2.3.2 Algorithm for Attribute Agreement Analysis

1 Assessment Agreement
- 1.1 Percent Agreement
- 1.2 Confidence Intervals for Percent Agreement
  - 1.2.1 Lower Bound
  - 1.2.2 Upper Bound
2 Assessment Disagreement
- 2.1 Percent Disagreement
3 Fleiss' Kappa Statistics
- 3.1 Unknown Standard
- 3.2 Known Standard
4 Cohen's Kappa Statistics
- 4.1 Unknown Standard
- 4.2 Known Standard
5 Kendall's Statistics

Assessment Agreement

Percent Agreement

$Percent = 100*m/N$

where

$m:$ the number of matched ratings.

$N:$ the total number of samples.

Within Appraisers

It needs each appraiser rates each sample at least twice. The matched event is that all the trials to the same sample for each appraiser are given the same rating. Otherwise, the rating of that sample for the appraiser is not matched.

Each Appraiser VS Standard

The standard/attribute for each sample has to be known. The matched event is that all the trials to the same sample for each appraiser are the same with the known standard of this sample. Otherwise, it is not matched.

Between Appraisers

The matched event is that, to the same sample, all the trials from all appraisers are the same.

All Appraisers VS Standard

The standard/attribute for each sample has to be known.
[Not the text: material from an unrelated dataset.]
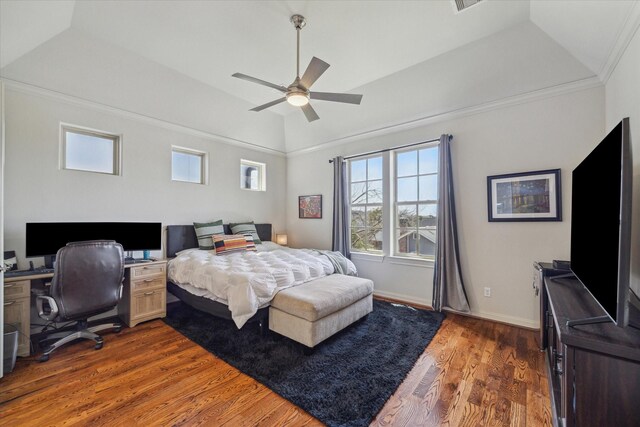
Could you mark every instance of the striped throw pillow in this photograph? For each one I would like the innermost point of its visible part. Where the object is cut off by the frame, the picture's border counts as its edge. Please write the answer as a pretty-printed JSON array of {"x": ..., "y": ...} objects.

The matched event is that, to the same sample, all the trials from all appraisers are the same with the known standard of this sample.

Confidence Intervals for Percent Agreement

Given $\alpha$ , the confidence intervals (lower bound and upper bound) for the percent agreement are computed as following (if $\alpha=0.05$ , it is 95% lower bound and upper bound).

Lower Bound

$LB=\frac{\nu_1F_{\nu_1,\nu_2,\alpha/2}}{\nu_2+\nu_1F_{\nu_1,\nu_2,\alpha/2}}$

where

$\nu_1=2m$

$\nu_2=2(N-m+1)$

$m:$ the number of matches.

$N:$ the number of samples.

$F_{\nu_1,\nu_2,\alpha/2}:$ the $(100*\alpha/2)^{th}$ percentile of the F distribution with $\nu_1$ and $\nu_2$ degrees of freedom.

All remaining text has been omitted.